In addition to the recent wave of terrorism coming from the West Bank, the past year has seen a surge criminal violence, much of it gang-related, in Israel’s Arab communities, with most of the victims Arabs themselves. Many factors account for this problem, among them the availability of illegal arms—a legacy, David M. Weinberg argues, of the Oslo Accords:
There is a direct line that runs from Oslo to the current Israeli Wild West situation. Israel provided Yasir Arafat’s police force with tens of thousands of rifles and hundreds of tons of ammunition. These weapons soon ended up in the shooting arms of Arafat’s sixteen different declared security organizations and many other declared and undeclared terrorist factions.
At first, Israel sought to monitor and therefore control the use of its weapons in the Palestinian Authority (PA) by registering the ballistic signature of every gun and rifle before transferring it to Arafat. But the Oslo-era enthusiasm for “strengthening” the Palestinian Authority led to more and more helter-skelter arms handovers, with Israel soon losing track of the weapons. The U.S. and other Western countries involved in providing security assistance and training to the PA also were supposed to have a handle on this, but they too soon lost track of the swelling armories of Yasir Arafat and his multiple organizations of gunmen.
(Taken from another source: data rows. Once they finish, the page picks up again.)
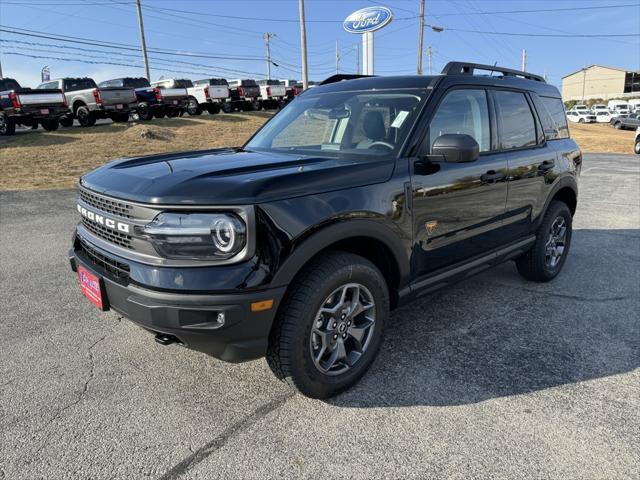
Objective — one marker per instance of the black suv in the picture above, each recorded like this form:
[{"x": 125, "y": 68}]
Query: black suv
[{"x": 357, "y": 197}]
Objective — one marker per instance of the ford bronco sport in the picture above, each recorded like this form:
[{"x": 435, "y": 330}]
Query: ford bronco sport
[{"x": 357, "y": 197}]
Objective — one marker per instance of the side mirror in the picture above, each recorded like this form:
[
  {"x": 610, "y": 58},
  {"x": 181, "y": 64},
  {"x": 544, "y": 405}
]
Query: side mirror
[{"x": 455, "y": 148}]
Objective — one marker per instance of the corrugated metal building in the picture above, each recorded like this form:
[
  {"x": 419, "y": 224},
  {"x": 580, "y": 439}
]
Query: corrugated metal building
[{"x": 597, "y": 81}]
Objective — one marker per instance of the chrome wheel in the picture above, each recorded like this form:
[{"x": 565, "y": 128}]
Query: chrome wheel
[
  {"x": 556, "y": 242},
  {"x": 342, "y": 329}
]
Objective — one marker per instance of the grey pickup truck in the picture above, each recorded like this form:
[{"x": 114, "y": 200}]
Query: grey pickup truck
[{"x": 88, "y": 103}]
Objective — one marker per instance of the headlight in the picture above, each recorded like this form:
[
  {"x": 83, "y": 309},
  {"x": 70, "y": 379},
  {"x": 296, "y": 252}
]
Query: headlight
[{"x": 197, "y": 236}]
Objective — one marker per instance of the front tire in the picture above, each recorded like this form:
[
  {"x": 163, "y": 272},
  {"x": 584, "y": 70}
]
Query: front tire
[
  {"x": 330, "y": 325},
  {"x": 549, "y": 252}
]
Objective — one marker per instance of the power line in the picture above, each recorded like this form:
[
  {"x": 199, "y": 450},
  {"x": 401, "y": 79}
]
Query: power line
[
  {"x": 120, "y": 46},
  {"x": 92, "y": 54}
]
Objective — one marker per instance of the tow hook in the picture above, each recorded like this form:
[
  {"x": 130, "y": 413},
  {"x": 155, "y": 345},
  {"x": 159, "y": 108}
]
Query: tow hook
[{"x": 164, "y": 339}]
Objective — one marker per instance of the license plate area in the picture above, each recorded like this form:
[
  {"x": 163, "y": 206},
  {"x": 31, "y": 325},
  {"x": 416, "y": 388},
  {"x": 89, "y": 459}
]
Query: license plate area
[{"x": 92, "y": 287}]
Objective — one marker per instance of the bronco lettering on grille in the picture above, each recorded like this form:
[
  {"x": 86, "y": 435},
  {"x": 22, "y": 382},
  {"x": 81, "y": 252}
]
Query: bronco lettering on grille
[{"x": 104, "y": 221}]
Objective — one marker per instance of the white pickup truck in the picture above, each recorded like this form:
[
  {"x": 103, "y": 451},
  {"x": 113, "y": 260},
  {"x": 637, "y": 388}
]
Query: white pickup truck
[
  {"x": 272, "y": 93},
  {"x": 211, "y": 94}
]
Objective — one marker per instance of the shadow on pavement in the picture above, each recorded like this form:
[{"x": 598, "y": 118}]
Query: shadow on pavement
[{"x": 498, "y": 335}]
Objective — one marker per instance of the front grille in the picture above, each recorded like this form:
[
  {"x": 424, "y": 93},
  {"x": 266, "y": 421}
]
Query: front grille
[
  {"x": 117, "y": 269},
  {"x": 117, "y": 238},
  {"x": 110, "y": 206}
]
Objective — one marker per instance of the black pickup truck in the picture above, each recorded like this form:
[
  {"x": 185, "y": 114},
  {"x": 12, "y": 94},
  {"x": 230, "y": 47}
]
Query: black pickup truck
[
  {"x": 151, "y": 101},
  {"x": 359, "y": 196},
  {"x": 28, "y": 107}
]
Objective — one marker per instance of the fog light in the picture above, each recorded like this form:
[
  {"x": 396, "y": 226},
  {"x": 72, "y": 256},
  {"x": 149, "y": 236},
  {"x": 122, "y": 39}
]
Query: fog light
[{"x": 262, "y": 305}]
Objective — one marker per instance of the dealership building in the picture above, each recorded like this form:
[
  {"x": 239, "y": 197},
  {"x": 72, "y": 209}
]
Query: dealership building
[{"x": 597, "y": 81}]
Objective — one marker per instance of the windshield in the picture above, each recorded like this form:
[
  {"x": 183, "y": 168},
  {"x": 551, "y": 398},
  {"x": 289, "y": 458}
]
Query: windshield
[{"x": 366, "y": 125}]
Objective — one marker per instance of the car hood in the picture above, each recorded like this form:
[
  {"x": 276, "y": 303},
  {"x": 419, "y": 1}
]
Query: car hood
[{"x": 230, "y": 177}]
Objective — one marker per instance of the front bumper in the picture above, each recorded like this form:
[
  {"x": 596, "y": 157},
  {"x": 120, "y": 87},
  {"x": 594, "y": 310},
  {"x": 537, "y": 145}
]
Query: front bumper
[
  {"x": 36, "y": 112},
  {"x": 191, "y": 318}
]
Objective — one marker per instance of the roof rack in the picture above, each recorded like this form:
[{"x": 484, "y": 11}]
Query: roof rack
[
  {"x": 342, "y": 76},
  {"x": 465, "y": 68}
]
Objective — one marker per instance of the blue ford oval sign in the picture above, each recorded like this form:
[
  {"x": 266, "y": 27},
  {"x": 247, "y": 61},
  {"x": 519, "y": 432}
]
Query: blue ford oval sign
[{"x": 367, "y": 19}]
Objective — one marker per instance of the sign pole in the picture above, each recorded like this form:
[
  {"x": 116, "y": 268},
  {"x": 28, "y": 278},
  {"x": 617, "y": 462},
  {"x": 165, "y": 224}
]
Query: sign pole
[
  {"x": 364, "y": 22},
  {"x": 367, "y": 53},
  {"x": 303, "y": 45}
]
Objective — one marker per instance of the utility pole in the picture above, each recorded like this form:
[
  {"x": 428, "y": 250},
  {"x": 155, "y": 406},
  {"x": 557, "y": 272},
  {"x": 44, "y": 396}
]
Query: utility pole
[
  {"x": 268, "y": 36},
  {"x": 144, "y": 43},
  {"x": 303, "y": 45},
  {"x": 420, "y": 37}
]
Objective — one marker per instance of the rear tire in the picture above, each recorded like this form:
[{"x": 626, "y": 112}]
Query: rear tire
[
  {"x": 193, "y": 107},
  {"x": 550, "y": 250},
  {"x": 85, "y": 117},
  {"x": 319, "y": 353},
  {"x": 50, "y": 125},
  {"x": 66, "y": 121},
  {"x": 7, "y": 125},
  {"x": 120, "y": 117}
]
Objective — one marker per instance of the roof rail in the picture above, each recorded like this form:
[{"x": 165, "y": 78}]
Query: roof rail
[
  {"x": 342, "y": 76},
  {"x": 466, "y": 68}
]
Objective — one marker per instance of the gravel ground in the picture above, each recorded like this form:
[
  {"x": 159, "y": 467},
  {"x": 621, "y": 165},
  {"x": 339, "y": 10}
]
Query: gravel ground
[{"x": 494, "y": 378}]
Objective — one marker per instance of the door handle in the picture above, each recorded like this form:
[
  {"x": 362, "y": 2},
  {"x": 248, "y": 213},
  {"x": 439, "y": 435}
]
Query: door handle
[
  {"x": 547, "y": 165},
  {"x": 492, "y": 176}
]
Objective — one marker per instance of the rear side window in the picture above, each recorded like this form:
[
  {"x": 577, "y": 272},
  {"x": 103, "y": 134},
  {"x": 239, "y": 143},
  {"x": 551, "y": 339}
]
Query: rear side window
[
  {"x": 73, "y": 84},
  {"x": 183, "y": 84},
  {"x": 517, "y": 125},
  {"x": 463, "y": 111},
  {"x": 556, "y": 109}
]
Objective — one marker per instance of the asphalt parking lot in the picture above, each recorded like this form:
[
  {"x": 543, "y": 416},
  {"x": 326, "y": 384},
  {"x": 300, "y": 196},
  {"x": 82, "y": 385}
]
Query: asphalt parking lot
[{"x": 494, "y": 378}]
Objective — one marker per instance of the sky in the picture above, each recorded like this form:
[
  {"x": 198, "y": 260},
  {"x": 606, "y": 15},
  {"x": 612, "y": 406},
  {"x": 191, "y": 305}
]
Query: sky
[{"x": 193, "y": 31}]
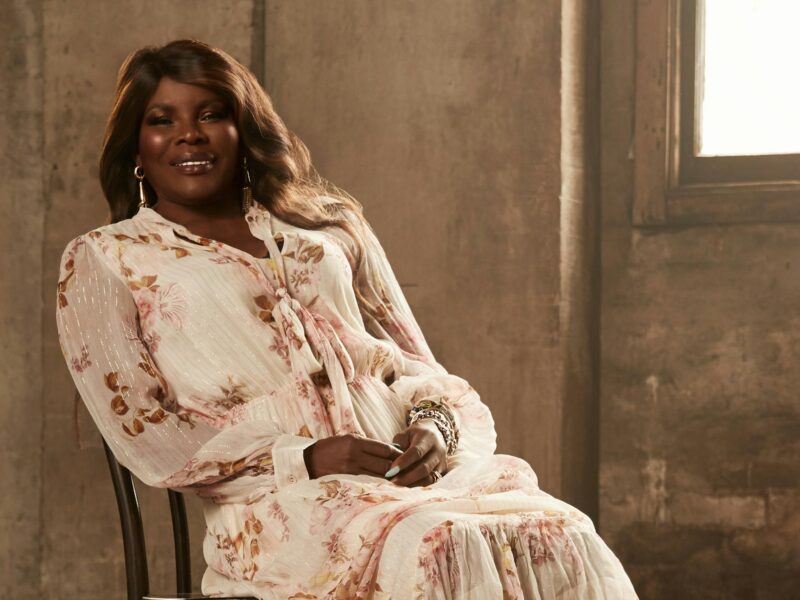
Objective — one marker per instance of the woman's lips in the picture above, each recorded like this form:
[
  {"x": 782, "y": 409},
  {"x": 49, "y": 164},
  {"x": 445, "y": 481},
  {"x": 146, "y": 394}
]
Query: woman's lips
[{"x": 194, "y": 167}]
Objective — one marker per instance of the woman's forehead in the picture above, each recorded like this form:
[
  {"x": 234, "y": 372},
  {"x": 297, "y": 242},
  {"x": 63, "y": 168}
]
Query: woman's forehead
[{"x": 172, "y": 94}]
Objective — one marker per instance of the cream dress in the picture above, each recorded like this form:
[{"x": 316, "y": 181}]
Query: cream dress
[{"x": 210, "y": 371}]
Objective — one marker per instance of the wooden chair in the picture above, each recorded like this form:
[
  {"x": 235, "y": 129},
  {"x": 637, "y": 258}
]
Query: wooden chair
[{"x": 133, "y": 539}]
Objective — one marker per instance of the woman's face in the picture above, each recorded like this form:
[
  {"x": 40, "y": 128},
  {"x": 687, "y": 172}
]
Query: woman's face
[{"x": 189, "y": 145}]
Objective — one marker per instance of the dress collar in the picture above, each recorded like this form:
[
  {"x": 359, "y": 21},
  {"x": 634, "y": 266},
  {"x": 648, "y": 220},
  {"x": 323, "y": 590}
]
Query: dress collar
[{"x": 258, "y": 218}]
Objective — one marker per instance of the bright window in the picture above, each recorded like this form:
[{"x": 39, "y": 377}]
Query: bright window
[{"x": 748, "y": 80}]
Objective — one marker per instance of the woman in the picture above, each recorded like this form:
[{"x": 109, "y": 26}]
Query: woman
[{"x": 237, "y": 332}]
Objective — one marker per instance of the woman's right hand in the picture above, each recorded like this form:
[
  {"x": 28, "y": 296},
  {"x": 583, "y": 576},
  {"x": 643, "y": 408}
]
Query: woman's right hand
[{"x": 349, "y": 453}]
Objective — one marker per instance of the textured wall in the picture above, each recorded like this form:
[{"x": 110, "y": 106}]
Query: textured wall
[
  {"x": 443, "y": 119},
  {"x": 700, "y": 427}
]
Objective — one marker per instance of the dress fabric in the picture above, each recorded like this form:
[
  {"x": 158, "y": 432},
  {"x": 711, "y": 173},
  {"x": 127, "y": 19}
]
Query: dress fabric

Much of this Israeli-provided weaponry was directed at Israeli civilians and IDF troops during the second intifada, leading to the need for Operation Defensive Shield in 2002. For a while, this operation indeed led to a renewed tight Israeli grip on the flow of weaponry into and within Palestinian areas. But in 2004 then-Minister of Defense Shaul Mofaz re-approved gun licenses for all PA police officers. Over the years since, and under American pressure to ease up on the PA and “strengthen” Arafat’s successor Mahmoud Abbas, the IDF has further relented, leading to the current weapons-loose state of affairs.